Accepting Bitcoin would, Harris says, “increase the accessibility, relevance and affinity of financial services with those customers”. She adds: “The longer we have a banking and mortgage system that is not embracing these types of technology trend nor adopting new ways of working with data and virtual/digital services, the bigger the gap we’ll create between custom-er expectation and customer experience.”
Some lenders do accept Bitcoin. Nationwide, for example, says: “We have received a very small number of requests to accept cryptocurrency as a deposit, which we have generally been able to accept.
“Given the greater complexity of assessing the source of the deposit, any such requests are dealt with on a case-by-case basis.”
Its procedures in doing so, the lender says, “include checking the person has the right to the asset, what funded the source of the investment and where the funds are held now. Only after the source of the cryptocurrency is understood and evidenced would the society consider making an offer”.
Tucker believes that there is space in the market for a product where the deposit is made in part at least in Bitcoin.

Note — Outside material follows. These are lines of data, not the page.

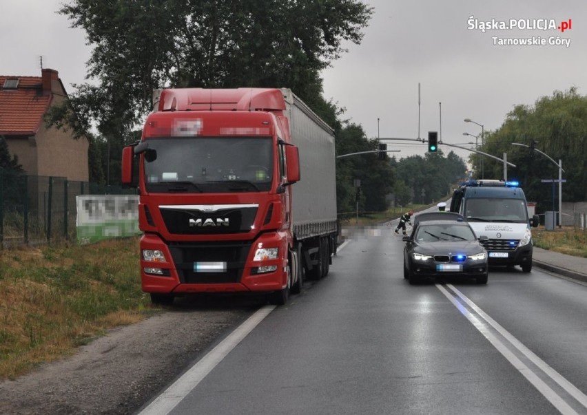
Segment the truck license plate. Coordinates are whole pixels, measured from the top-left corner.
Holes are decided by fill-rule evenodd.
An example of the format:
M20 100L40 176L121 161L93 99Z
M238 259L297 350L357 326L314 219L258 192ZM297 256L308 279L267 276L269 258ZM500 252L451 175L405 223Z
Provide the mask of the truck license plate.
M463 270L462 265L457 265L453 264L440 264L436 266L437 271L462 271Z
M506 252L490 252L489 256L491 258L507 258L508 253Z
M225 273L226 262L194 262L194 273Z

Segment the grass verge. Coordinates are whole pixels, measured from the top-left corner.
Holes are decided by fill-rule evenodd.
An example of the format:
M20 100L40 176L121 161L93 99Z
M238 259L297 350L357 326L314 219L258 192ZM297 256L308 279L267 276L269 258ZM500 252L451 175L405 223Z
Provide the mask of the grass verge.
M138 237L0 251L0 379L152 312L138 253Z
M532 230L534 246L542 249L587 258L587 232L572 227L546 231L540 226Z

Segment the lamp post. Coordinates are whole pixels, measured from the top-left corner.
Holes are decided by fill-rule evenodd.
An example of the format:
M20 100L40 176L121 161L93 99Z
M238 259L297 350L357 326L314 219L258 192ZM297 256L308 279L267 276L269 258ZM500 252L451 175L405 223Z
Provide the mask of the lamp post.
M519 145L522 147L528 147L528 149L532 148L529 145L526 145L525 144L520 144L519 142L512 142L511 145ZM557 182L559 182L559 227L560 228L562 226L562 213L561 213L561 211L562 211L562 173L563 171L564 171L564 169L562 168L562 160L561 159L559 159L559 162L557 163L554 160L553 160L553 158L550 156L548 156L546 153L543 153L538 149L534 147L532 148L532 149L545 156L546 158L553 162L557 167L559 168L559 180L557 180ZM554 185L554 182L553 182L553 184ZM553 197L554 198L554 195L553 195Z
M475 136L474 134L469 134L468 133L463 133L463 136L471 136L471 137L475 137L475 149L477 149L477 139L479 138L479 136ZM473 144L473 142L470 142L469 144Z
M463 120L465 123L473 123L473 124L477 124L479 127L481 127L481 147L485 145L485 127L482 124L480 124L479 123L476 123L471 120L471 118L465 118ZM483 164L483 158L481 159L481 178L485 178L485 169L484 166Z

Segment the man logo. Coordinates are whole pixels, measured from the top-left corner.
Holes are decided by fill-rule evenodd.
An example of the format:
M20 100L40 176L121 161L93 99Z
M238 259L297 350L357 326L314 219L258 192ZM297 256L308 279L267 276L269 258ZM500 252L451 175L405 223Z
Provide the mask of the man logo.
M189 219L189 226L228 226L228 217L225 217L223 219L222 217L207 217L206 219L202 219L201 217L198 217L198 219Z

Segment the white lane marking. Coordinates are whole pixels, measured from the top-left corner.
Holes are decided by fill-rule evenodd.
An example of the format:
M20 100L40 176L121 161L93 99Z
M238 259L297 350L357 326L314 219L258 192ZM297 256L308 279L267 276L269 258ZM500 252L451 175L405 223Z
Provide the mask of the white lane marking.
M530 361L536 365L542 372L548 375L548 376L558 383L561 387L565 390L571 396L577 399L581 403L581 405L587 407L587 395L585 395L582 392L577 389L573 383L564 379L558 372L555 370L546 362L538 357L534 354L532 350L525 346L517 339L514 337L508 330L502 327L499 323L489 317L484 311L481 310L475 303L471 301L464 294L459 291L455 287L451 284L447 284L447 286L455 292L455 293L462 299L468 306L473 308L475 312L480 315L483 319L491 325L497 332L502 334L512 345L519 350L524 356Z
M340 246L338 246L338 247L336 248L336 252L339 252L340 250L342 250L343 248L344 248L344 247L345 247L347 245L348 245L348 244L349 244L349 241L344 241L344 242L342 242L342 244L340 244Z
M447 286L451 287L451 289L453 289L454 287L448 284ZM561 414L564 414L565 415L571 415L571 414L577 414L577 412L575 411L564 400L561 398L555 391L553 391L550 387L546 385L540 378L539 378L535 373L534 373L528 366L526 366L524 363L519 360L509 349L508 349L504 343L502 343L500 340L494 336L491 330L487 327L487 325L483 321L480 321L477 315L471 313L466 308L464 307L462 304L461 304L457 299L455 298L453 295L452 295L446 289L443 287L440 284L436 284L436 287L440 290L444 296L449 299L449 300L453 303L453 304L461 312L461 313L466 317L466 319L471 321L471 323L475 326L477 330L478 330L489 342L493 345L495 347L508 361L513 365L514 368L517 369L517 370L522 374L524 376L528 379L528 381L534 385L534 387L538 390L538 391L544 395L548 401L553 404L553 405L557 408ZM456 290L456 288L454 288ZM460 295L459 295L460 297ZM469 300L470 301L470 300ZM467 304L471 305L468 301ZM472 304L472 302L471 303ZM480 310L478 308L477 309ZM477 310L475 310L475 312L478 312ZM487 323L491 326L491 323L489 321ZM494 328L495 328L494 327ZM497 330L497 329L496 329ZM546 365L546 363L544 363Z
M163 391L139 415L169 414L275 307L265 306L259 309Z

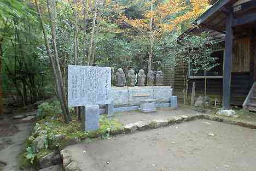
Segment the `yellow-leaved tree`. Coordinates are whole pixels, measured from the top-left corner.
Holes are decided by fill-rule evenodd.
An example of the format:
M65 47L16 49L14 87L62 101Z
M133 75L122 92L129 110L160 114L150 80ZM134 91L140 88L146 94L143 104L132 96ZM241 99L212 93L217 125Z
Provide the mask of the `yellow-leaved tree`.
M191 20L199 16L209 7L208 0L149 0L143 4L141 19L123 16L124 21L148 44L148 70L151 70L153 46L166 32L180 32L181 26L188 27ZM134 0L135 5L141 0Z

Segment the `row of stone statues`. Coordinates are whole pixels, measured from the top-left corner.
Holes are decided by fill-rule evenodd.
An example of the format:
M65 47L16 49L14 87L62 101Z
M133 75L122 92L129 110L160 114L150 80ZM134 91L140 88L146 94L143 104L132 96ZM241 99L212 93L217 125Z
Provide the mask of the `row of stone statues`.
M138 86L144 86L146 75L145 72L143 69L140 69L137 74ZM135 72L133 69L130 69L127 74L127 82L125 78L125 74L122 68L119 68L115 75L116 86L124 87L127 83L127 85L130 87L133 87L135 85L136 76ZM147 75L148 86L154 86L154 81L155 80L155 74L153 70L149 70ZM161 86L163 85L164 74L161 70L158 70L155 76L156 85Z

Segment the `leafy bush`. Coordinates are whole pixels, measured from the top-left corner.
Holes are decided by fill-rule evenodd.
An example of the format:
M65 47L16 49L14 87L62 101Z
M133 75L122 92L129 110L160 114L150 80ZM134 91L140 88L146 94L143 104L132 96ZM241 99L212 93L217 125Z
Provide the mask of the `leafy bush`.
M42 119L46 116L56 116L61 113L60 103L54 101L51 103L45 102L38 106L38 114L37 117Z

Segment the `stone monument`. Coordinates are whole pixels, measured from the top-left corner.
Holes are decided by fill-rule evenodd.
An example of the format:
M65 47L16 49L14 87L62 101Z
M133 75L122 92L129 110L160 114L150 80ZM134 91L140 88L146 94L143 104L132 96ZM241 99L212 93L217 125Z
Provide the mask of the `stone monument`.
M127 85L129 87L134 87L136 76L133 69L130 69L127 75Z
M115 80L117 87L124 87L125 85L125 75L122 68L119 68L115 73Z
M145 86L145 72L144 70L140 69L138 73L138 86Z
M147 75L148 86L154 86L154 80L155 80L155 75L154 75L154 71L150 70Z
M164 74L161 70L158 70L156 73L156 86L161 86L164 83Z
M68 104L82 108L85 131L99 127L100 104L109 104L111 69L92 66L68 66Z

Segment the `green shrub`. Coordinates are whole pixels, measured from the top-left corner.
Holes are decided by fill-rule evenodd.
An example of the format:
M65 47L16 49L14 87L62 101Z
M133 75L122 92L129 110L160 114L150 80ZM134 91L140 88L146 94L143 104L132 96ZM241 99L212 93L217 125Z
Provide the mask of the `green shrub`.
M58 101L54 101L51 103L45 102L38 106L38 114L37 117L39 119L45 118L48 116L56 116L61 113L60 103Z

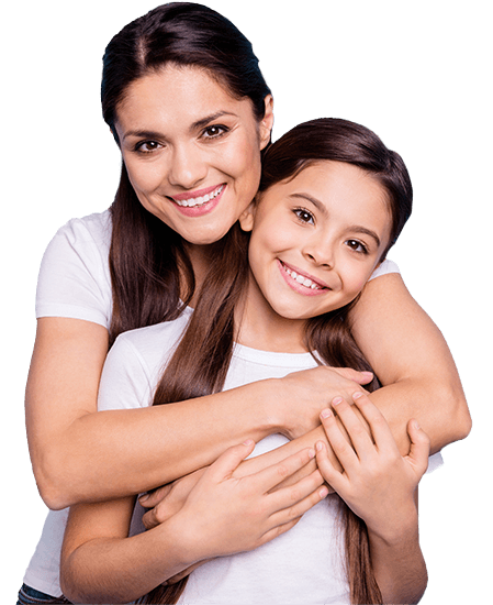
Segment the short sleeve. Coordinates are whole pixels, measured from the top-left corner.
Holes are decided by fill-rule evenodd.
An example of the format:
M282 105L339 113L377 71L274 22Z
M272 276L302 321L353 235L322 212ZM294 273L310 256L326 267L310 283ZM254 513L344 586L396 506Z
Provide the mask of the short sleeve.
M437 452L428 458L428 468L425 471L425 475L429 475L440 466L444 466L444 457L441 452Z
M134 409L152 404L153 385L147 364L121 334L107 355L98 393L98 410Z
M110 241L104 212L71 219L57 231L40 267L36 318L67 317L110 327Z
M389 273L401 273L399 271L397 263L394 263L390 258L385 258L383 263L381 263L370 275L370 279L374 279L376 277L380 277L381 275L386 275Z

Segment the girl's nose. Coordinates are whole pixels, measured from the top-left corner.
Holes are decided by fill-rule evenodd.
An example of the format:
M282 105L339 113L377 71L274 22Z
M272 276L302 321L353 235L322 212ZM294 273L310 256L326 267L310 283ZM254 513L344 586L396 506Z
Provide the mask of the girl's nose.
M303 254L318 266L334 268L334 248L326 240L311 238L304 248Z
M201 153L192 146L176 147L168 170L170 185L183 189L199 186L208 174L208 165Z

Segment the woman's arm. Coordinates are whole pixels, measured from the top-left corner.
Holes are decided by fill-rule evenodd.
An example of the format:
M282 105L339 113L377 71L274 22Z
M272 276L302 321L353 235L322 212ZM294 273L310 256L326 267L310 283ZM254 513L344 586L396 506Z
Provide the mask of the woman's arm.
M179 404L96 414L107 351L108 332L97 323L37 322L25 421L34 476L49 508L157 487L248 438L302 435L334 395L350 397L358 388L344 371L314 369Z
M61 551L64 595L77 603L127 603L197 561L257 548L325 497L318 471L270 493L313 459L314 450L234 479L253 448L251 441L229 448L203 473L179 514L137 536L127 537L132 497L72 507Z
M419 546L417 486L426 470L429 439L412 420L407 429L411 451L401 457L382 414L360 394L355 406L341 402L336 414L351 444L329 409L322 413L323 426L343 472L335 469L323 442L317 443L317 464L367 528L371 568L382 593L383 605L419 603L427 585L427 569ZM371 436L355 414L358 408Z
M429 436L432 453L464 439L472 422L453 358L401 276L369 282L351 319L355 339L383 385L370 398L401 453L408 451L410 418L417 418Z

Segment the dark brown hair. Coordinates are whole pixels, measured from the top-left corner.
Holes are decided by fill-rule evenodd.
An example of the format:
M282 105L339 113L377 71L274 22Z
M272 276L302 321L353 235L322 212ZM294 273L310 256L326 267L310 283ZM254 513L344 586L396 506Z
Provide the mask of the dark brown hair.
M388 194L392 217L389 249L412 211L411 178L401 156L363 125L322 118L294 127L266 152L260 191L293 178L315 162L324 161L354 164L381 183ZM204 279L187 331L164 371L154 405L216 393L224 385L233 354L235 308L245 295L248 280L248 237L235 224L215 246L216 261ZM306 348L317 352L318 363L371 370L351 333L349 311L355 302L307 320ZM377 377L367 386L369 391L378 387ZM340 509L351 604L381 604L382 596L371 568L367 527L343 501ZM159 586L138 603L176 603L186 583L187 579L172 586Z
M255 117L264 118L270 88L248 38L209 7L169 2L125 25L105 48L101 107L116 144L117 108L128 86L167 64L205 69L233 97L250 99ZM182 309L180 294L187 304L194 279L180 235L139 204L123 158L111 216L113 343L126 330L175 319ZM180 279L188 288L184 296Z

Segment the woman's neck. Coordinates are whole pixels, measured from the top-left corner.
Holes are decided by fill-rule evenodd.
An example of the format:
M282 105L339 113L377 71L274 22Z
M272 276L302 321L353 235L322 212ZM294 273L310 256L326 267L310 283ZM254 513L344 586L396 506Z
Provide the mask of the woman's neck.
M276 353L306 353L306 320L279 316L264 298L251 274L243 305L236 309L239 344Z

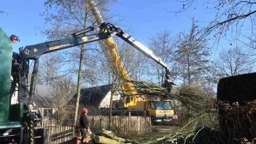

“I think someone clever will create a product soon,” he says,“most likely in the ranges where the homebuyer is shouldering more risk.”
But wider movement is slow. As Harris puts it: “There’s almost an acceptance that we have some fundamental issues to resolve with the existing house purchase, mortgage and conveyancing processes, which mean that we’re not really looking that far into the future.
“The industry is planning to move to an end-to-end digital customer identity solution this year for the first time in the purchase process, so the gap between our current reality and our conceptual future feels gargantuan.”